Mickman concluded that this process was not necessary for her group if they were responsible for the operational responsibilities of the technology she was introducing. She added, “I let everyone know that any future technologies that we would support wouldn’t have to go through the TEAP-LARB process, either.”45

The outcome was that Cassandra was successfully introduced inside Target and eventually widely adopted. Furthermore, the TEAP-LARB process was eventually dismantled. Out of appreciation, her team awarded Mickman the Lifetime Achievement Award for removing barriers to get technology work done within Target.46

Conclusion

In this chapter, we discussed how to integrate practices into our daily work that increase the quality of our changes and reduce the risk of poor deployment outcomes, reducing our reliance on approval processes. Case studies from GitHub and Target show that these practices not only improve our outcomes but also significantly reduce lead times and increase developer productivity. To do this kind of work requires a high-trust culture.

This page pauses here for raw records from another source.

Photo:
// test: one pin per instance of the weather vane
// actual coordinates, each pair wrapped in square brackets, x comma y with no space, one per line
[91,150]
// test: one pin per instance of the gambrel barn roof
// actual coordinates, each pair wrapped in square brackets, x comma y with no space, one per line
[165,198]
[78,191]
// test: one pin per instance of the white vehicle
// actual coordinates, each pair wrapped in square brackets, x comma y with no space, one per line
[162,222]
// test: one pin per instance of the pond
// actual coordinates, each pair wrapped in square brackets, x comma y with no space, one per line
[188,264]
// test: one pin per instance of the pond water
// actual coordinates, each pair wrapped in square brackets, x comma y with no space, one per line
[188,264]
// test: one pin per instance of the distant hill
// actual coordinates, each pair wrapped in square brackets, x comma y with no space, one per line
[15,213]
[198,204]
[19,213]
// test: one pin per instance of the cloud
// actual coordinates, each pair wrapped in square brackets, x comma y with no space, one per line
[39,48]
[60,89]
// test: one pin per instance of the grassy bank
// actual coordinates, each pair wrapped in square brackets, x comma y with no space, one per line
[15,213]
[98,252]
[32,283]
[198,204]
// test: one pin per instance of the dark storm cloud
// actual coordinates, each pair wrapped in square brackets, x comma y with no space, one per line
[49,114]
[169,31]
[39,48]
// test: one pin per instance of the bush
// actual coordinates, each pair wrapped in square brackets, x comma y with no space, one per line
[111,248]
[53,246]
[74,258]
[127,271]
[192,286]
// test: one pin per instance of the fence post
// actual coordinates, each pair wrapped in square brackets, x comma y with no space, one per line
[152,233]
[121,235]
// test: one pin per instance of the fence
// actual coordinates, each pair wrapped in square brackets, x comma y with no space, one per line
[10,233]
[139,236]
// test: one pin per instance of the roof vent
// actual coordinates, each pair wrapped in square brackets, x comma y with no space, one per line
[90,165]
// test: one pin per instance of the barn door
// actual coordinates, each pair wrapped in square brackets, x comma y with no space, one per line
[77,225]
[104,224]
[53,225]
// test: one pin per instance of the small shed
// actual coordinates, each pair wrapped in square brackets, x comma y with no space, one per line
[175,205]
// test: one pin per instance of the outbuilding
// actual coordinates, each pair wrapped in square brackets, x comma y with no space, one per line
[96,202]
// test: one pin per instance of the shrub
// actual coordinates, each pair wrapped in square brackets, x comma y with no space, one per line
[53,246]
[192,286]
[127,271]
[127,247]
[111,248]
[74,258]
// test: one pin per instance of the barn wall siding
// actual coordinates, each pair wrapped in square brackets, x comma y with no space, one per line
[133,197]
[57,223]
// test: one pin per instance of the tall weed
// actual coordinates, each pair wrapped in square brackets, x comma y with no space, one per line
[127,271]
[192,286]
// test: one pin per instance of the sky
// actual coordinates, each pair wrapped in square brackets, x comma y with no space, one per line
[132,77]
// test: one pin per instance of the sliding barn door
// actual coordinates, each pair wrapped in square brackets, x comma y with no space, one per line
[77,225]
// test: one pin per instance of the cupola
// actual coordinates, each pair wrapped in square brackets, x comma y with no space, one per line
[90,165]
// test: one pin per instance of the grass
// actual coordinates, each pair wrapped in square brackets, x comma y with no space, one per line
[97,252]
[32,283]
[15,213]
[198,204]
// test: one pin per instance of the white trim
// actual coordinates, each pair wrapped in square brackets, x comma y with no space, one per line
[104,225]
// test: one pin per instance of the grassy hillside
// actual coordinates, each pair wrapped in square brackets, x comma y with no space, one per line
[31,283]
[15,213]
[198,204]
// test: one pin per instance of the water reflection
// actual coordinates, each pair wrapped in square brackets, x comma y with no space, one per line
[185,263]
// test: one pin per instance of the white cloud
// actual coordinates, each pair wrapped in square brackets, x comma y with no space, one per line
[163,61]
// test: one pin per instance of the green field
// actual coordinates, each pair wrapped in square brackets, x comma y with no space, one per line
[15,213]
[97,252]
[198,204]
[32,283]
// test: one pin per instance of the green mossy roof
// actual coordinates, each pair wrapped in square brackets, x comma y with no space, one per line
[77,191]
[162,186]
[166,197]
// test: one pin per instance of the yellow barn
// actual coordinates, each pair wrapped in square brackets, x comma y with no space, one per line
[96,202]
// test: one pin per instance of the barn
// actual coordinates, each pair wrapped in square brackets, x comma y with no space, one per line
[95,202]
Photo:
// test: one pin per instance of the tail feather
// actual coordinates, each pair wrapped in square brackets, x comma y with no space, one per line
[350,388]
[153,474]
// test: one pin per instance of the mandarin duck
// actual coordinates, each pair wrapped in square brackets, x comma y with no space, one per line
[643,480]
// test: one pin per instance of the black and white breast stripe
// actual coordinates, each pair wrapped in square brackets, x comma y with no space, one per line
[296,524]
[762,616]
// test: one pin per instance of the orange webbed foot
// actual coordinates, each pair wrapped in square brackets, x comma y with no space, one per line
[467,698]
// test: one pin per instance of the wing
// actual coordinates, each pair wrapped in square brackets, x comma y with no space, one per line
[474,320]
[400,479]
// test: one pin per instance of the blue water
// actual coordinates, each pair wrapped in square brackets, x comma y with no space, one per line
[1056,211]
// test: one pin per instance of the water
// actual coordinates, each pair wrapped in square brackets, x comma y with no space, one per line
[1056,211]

Consider a story that John Allspaw told about a newly hired junior engineer: The engineer asked if it was okay to deploy a small HTML change, and Allspaw responded, “I don’t know, is it?” He then asked “Did you have someone review your change? Do you know who the best person to ask is for changes of this type? Did you do everything you absolutely could to assure yourself that this change operates in production as designed? If you did, then don’t ask me—just make the change!”47

By responding this way, Allspaw reminded the engineer that she was solely responsible for the quality of her change—if she did everything she felt she could to give herself confidence that the change would work, then she didn’t need to ask anyone for approval, she should make the change.

Creating the conditions that enable change implementers to fully own the quality of their changes is an essential part of the high-trust, generative culture we are striving to build. Furthermore, these conditions enable us to create an ever-safer system of work, where we are all helping each other achieve our goals, spanning whatever boundaries necessary to get there.

*

Counterfactual thinking is a term used in psychology that involves the human tendency to create possible alternatives to life events that have already occurred. In reliability engineering, it often involves narratives of the “system as imagined” as opposed to the “system in reality.”

In this book, the terms code review and change review will be used interchangeably.

Incidentally, a list of high-risk areas of code and environments has likely already been created by the change advisory board.

§

In this book, we will use the term pairing and pair programming interchangeably to indicate that the practice is not just for developers.

Some organizations may require pair programming, while in others, engineers find someone to pair program with when working in areas where they want more scrutiny (such as before checking in) or for challenging tasks. Another common practice is to set pairing hours for a subset of the working day, perhaps four hours from mid-morning to mid-afternoon.

**

Gene Kim is grateful to Shawn Davenport, James Fryman, Will Farr, and Ryan Tomayko at GitHub for discussing the differences between good and bad pull requests.